Adapted from Whole Foods Market recipes
Roasted or rotisserie chicken works perfectly in this recipe. Any leftover quinoa primavera can be chilled and tossed with vinaigrette to make a lively salad.
Cook’s Review: “I used chicken broth instead of water for more flavor. The blend of red onion, sweet peas, and asparagus was awesome. This dish was easy to make and very good!” ~ Shari L.
Makes 4 servings
|1 cup NOW Certified Organic Quinoa Grain*|
|2 cups water |
|1 Tablespoon NOW Certified Organic Extra-Virgin Olive Oil*|
|1/2 cup finely chopped red onion |
|1/2 pound (about 1/2 bunch) asparagus, woody ends snapped off and discarded, spears cut into 1-inch pieces |
|2 cloves garlic, finely chopped |
|1 cup fresh peas or frozen petite peas, thawed |
|1 cup shredded cooked chicken |
|1 cup thinly sliced baby spinach leaves |
|Sea salt and freshly ground pepper, to taste |
*NOW items available at your local health food store
- Rinse quinoa under cold running water and drain.
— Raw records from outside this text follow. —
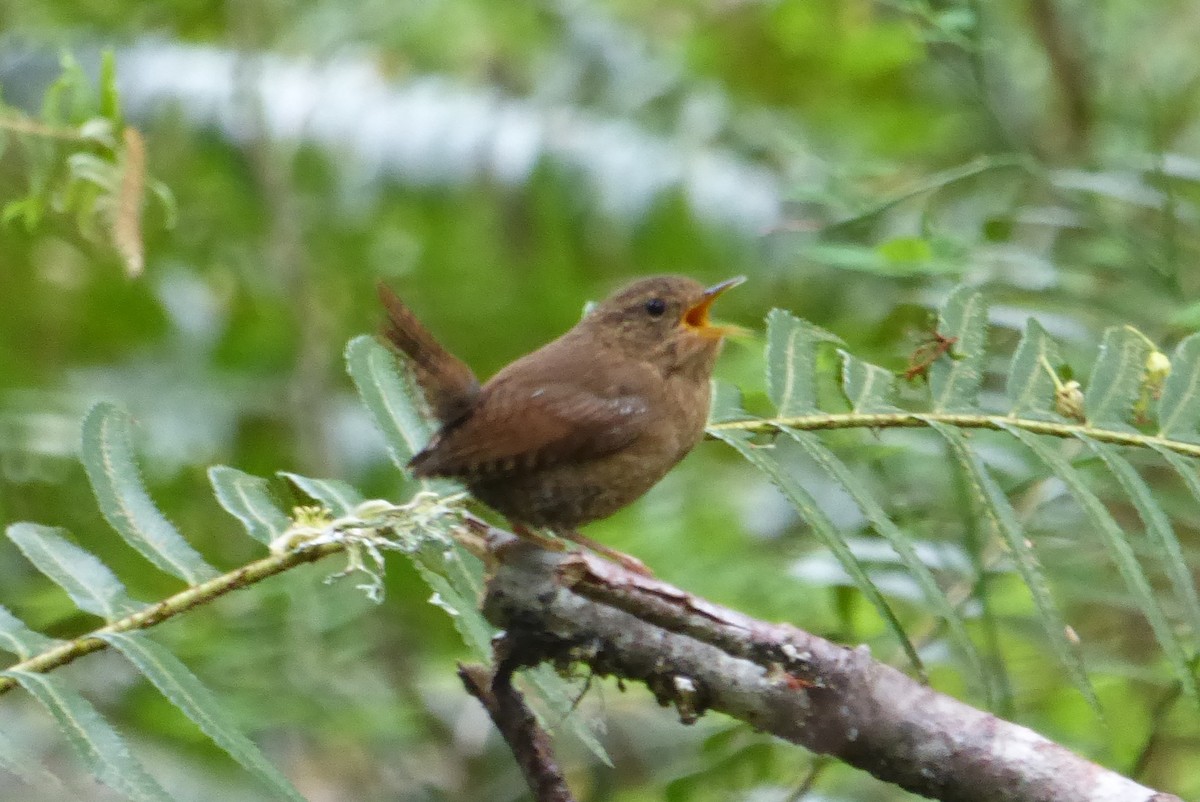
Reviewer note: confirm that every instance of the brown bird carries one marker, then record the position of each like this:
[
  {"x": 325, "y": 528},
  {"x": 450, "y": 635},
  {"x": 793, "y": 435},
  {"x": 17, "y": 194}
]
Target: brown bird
[{"x": 586, "y": 424}]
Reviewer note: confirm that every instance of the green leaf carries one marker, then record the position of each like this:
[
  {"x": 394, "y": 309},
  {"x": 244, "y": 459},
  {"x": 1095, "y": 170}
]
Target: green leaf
[
  {"x": 1161, "y": 536},
  {"x": 457, "y": 592},
  {"x": 1179, "y": 411},
  {"x": 791, "y": 363},
  {"x": 88, "y": 581},
  {"x": 935, "y": 596},
  {"x": 1031, "y": 377},
  {"x": 390, "y": 396},
  {"x": 94, "y": 740},
  {"x": 109, "y": 97},
  {"x": 1122, "y": 555},
  {"x": 906, "y": 250},
  {"x": 18, "y": 761},
  {"x": 249, "y": 498},
  {"x": 561, "y": 704},
  {"x": 823, "y": 528},
  {"x": 1115, "y": 385},
  {"x": 869, "y": 388},
  {"x": 954, "y": 378},
  {"x": 189, "y": 694},
  {"x": 339, "y": 497},
  {"x": 18, "y": 639},
  {"x": 997, "y": 509},
  {"x": 725, "y": 404},
  {"x": 107, "y": 456}
]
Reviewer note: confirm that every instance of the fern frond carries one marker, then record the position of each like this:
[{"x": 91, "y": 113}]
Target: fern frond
[{"x": 1132, "y": 387}]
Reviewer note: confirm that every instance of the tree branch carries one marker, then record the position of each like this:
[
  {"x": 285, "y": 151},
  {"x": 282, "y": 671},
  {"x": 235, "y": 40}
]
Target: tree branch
[
  {"x": 696, "y": 656},
  {"x": 529, "y": 743}
]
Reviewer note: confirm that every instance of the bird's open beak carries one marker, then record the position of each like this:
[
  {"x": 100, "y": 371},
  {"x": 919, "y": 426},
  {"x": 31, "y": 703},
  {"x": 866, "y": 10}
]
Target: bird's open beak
[{"x": 696, "y": 317}]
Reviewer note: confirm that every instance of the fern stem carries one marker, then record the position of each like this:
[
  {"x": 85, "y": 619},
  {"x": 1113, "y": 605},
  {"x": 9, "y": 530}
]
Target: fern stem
[
  {"x": 155, "y": 614},
  {"x": 960, "y": 420}
]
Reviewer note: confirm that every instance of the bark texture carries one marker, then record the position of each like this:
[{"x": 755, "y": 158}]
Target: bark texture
[{"x": 696, "y": 656}]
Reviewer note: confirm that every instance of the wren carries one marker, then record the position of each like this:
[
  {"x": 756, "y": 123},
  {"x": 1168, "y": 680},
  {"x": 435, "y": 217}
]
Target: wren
[{"x": 583, "y": 425}]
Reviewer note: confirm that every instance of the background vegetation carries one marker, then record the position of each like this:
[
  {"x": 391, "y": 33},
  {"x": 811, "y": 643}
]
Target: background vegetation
[{"x": 501, "y": 163}]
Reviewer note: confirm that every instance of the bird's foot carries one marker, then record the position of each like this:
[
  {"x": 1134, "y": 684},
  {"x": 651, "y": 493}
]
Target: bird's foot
[
  {"x": 549, "y": 544},
  {"x": 628, "y": 562}
]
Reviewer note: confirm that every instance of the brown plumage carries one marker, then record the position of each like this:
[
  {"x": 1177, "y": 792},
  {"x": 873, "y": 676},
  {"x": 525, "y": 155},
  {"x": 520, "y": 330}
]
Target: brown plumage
[{"x": 586, "y": 424}]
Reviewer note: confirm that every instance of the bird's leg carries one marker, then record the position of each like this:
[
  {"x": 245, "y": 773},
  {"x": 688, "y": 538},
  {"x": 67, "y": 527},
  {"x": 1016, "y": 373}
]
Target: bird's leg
[
  {"x": 526, "y": 533},
  {"x": 625, "y": 561}
]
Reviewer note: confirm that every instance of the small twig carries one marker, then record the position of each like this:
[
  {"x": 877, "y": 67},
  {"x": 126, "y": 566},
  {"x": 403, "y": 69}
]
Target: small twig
[
  {"x": 529, "y": 743},
  {"x": 169, "y": 608},
  {"x": 825, "y": 422}
]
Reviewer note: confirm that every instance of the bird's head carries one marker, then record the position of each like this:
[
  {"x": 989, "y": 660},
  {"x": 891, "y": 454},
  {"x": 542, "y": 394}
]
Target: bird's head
[{"x": 664, "y": 319}]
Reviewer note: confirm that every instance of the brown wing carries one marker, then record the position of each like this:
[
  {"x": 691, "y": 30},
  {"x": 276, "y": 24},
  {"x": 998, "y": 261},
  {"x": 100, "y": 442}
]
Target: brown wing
[
  {"x": 450, "y": 387},
  {"x": 531, "y": 416}
]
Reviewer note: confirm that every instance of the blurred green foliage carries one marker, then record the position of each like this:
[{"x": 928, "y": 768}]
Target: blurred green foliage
[{"x": 1047, "y": 150}]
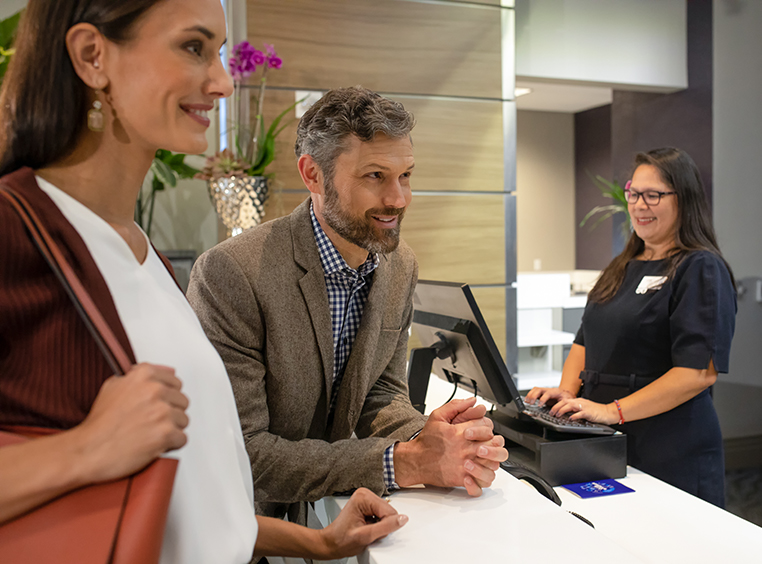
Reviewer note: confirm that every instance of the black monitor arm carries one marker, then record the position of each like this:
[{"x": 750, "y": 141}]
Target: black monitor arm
[{"x": 419, "y": 369}]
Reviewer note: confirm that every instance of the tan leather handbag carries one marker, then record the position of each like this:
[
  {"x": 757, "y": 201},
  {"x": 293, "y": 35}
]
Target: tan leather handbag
[{"x": 119, "y": 522}]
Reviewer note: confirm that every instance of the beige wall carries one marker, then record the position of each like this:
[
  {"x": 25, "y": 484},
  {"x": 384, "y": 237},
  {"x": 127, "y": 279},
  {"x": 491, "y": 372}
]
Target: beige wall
[{"x": 545, "y": 190}]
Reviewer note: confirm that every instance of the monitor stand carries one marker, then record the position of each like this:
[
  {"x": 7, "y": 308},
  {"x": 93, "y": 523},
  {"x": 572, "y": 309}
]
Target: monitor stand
[{"x": 419, "y": 370}]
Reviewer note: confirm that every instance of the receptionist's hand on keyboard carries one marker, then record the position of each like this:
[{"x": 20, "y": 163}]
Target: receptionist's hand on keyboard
[
  {"x": 544, "y": 395},
  {"x": 450, "y": 454},
  {"x": 578, "y": 408}
]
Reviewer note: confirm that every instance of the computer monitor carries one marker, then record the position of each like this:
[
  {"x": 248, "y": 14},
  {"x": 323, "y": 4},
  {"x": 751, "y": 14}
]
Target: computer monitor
[{"x": 457, "y": 346}]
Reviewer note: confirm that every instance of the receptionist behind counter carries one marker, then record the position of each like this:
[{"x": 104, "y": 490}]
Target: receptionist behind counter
[{"x": 656, "y": 331}]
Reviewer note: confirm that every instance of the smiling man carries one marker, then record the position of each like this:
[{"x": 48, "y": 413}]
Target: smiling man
[{"x": 311, "y": 312}]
- Combine water and quinoa in a medium saucepan and bring to a boil.
- Reduce heat to a simmer, cover and cook until quinoa is tender and all the water is absorbed, 15 to 20 minutes.
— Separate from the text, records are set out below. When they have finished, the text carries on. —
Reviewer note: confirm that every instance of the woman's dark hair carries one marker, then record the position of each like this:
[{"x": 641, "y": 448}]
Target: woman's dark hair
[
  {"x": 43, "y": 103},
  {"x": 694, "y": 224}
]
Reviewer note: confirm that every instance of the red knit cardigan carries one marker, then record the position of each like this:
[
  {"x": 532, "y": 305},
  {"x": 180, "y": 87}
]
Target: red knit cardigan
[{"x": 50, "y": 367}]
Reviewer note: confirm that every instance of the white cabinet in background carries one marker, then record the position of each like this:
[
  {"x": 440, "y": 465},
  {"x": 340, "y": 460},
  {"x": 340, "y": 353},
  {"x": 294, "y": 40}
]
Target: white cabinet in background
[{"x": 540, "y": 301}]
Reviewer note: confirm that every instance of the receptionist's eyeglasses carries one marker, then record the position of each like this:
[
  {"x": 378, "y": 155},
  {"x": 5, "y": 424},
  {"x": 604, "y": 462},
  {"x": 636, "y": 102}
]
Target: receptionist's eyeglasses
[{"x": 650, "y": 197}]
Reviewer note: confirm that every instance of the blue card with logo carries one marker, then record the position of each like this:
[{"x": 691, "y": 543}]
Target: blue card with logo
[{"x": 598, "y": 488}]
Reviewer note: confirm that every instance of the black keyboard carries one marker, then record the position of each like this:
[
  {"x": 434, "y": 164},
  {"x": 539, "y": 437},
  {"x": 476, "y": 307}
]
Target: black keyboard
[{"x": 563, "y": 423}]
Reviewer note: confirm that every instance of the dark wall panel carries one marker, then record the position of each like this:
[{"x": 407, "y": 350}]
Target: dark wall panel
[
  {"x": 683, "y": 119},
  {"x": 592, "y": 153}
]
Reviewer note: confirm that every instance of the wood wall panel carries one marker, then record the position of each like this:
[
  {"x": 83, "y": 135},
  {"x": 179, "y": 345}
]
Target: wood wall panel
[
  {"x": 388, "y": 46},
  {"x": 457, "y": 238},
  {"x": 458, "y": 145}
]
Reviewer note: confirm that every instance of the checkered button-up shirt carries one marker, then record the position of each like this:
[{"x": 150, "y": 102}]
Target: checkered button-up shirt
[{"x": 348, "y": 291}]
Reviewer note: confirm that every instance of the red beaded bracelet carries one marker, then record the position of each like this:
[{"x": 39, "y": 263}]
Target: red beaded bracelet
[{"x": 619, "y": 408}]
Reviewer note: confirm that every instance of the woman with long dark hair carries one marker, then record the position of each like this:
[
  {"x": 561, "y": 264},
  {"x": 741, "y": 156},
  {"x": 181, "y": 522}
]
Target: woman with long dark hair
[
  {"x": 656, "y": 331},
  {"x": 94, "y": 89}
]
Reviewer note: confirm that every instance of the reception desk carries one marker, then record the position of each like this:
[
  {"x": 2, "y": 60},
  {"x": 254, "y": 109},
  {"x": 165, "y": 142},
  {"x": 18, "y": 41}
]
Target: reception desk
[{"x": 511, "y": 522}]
- Meanwhile, heat olive oil in a large skillet over medium heat.
- Add onion and asparagus.
- Cook, stirring often, until asparagus is tender and bright green, 5 to 7 minutes.
- Add garlic and peas and continue cooking for another minute.
- Stir in chicken and cooked quinoa.
- Add the spinach and stir until it wilts, 3 to 5 minutes.
- Season with salt and pepper and serve immediately.